Среди гостей Вана оказались знаменитая оперная певица Рената Тебальди и великий композитор Леонард Бернстайн. Разговор, как водится, вращался вокруг концерта. Восторг был всеобщий. Ван улыбался. К моему удивлению, мамочки рядом с ним не было. Случай поразительный — он без нее раньше шагу не делал. Я не стал спрашивать, где она. Забегая вперед, скажу, что Ван до конца ее дней всюду появлялся только с ней. Мать, как я уже говорил, вела все его дела, организовывала бесконечные турне, гастроли. Ван играл, играл и играл… Никакой личной жизни. А ведь он был видный мужчина, талантливый, богатый.

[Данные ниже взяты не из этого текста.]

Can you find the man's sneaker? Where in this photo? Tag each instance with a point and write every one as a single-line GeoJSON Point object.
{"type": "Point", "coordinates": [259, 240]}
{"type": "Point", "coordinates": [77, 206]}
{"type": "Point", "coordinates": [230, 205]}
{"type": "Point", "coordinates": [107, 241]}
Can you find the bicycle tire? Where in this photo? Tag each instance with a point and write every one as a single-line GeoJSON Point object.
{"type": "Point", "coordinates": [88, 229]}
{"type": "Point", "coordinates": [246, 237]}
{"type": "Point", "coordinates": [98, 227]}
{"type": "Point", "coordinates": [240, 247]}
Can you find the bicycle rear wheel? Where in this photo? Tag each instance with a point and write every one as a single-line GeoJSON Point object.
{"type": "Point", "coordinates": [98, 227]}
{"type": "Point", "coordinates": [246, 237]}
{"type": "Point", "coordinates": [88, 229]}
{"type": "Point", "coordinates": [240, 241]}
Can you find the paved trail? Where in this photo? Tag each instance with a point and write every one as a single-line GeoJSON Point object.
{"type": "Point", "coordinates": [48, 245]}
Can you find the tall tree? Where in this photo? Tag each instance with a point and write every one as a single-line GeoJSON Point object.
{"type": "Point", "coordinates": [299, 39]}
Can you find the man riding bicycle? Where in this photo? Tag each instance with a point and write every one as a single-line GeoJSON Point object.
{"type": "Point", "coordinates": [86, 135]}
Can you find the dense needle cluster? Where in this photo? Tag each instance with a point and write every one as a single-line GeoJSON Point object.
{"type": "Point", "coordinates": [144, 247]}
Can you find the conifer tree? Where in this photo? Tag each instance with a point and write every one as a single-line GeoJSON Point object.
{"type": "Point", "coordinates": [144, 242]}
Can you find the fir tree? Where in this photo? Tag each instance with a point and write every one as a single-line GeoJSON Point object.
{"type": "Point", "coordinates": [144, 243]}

Но мамочка полностью подчинила его своей воле. Она сопровождала его даже тогда, когда уже не поднималась с инвалидной коляски. Ван не сумел, а вернее, не пытался освободиться от ее чрезмерной опеки. Такие люди, как Ван Клиберн, всецело отдаются делу своей жизни. Музыка для него была единственным миром, который побуждал его к мыслям, наблюдениям, страстным чувствам. Остальное — лишь приложение к этому миру, не более того.
Итак, мамочка на том ужине отсутствовала, и Клиберн, сам того не замечая, был свободен. Это проявлялось в его раскрепощенной манере общения. Бернстайн спрашивал меня о том, насколько напряженна обстановка на Ближнем Востоке, где, как всегда, конфликтовали между собой арабы и израильтяне. Он хотел узнать мое мнение о возможной реакции Москвы на его запланированную поездку в Тель-Авив. Переживал, что в Москве, куда он был приглашен с концертом, на него за эту поездку могут обидеться. Я, разумеется, его успокоил, но сам подумал, что ведь запросто «обидятся».
Вдруг Ван обратился ко мне:
— Виктор, придумай быстренько что-нибудь остроумное. К нашему столу идет сам Леонард Лайонс.
Через весь зал к нам, действительно, шел человек — худенький, невысокого роста, с крупным носом. Меня, помню, удивило, что все знаменитости за нашим столом с особым почтением стали его приветствовать. Он, как я понял, был очень известной личностью, но я о нем ничего не знал. После обмена приветствиями Ван предложил ему сесть за наш стол. Я уловил направленный на меня острый, умный взгляд Лайонса. На предложение заказать что-либо из еды он попросил лишь чашечку кофе. Каждый из сидящих за столом старался завладеть его вниманием. Помню, Лайонс удачно пошутил, и все дружно рассмеялись. Неожиданно он протянул мне через стол блокнотный листок, на котором я прочитал: «Вы не хотели бы со мной за один вечер побывать на восьми бродвейских мюзиклах?» На этом же листке я ответил: «С большим удовольствием!» Прочитав это, Лайонс улыбнулся и через несколько минут вновь передал мне записку. В ней он указал свои телефоны и попросил звонить ему в свободное время. Вскоре он попрощался и ушел. О том, как Лайонс выполнил свое обещание, я расскажу ниже, а сейчас вернусь к рассказу о Клиберне.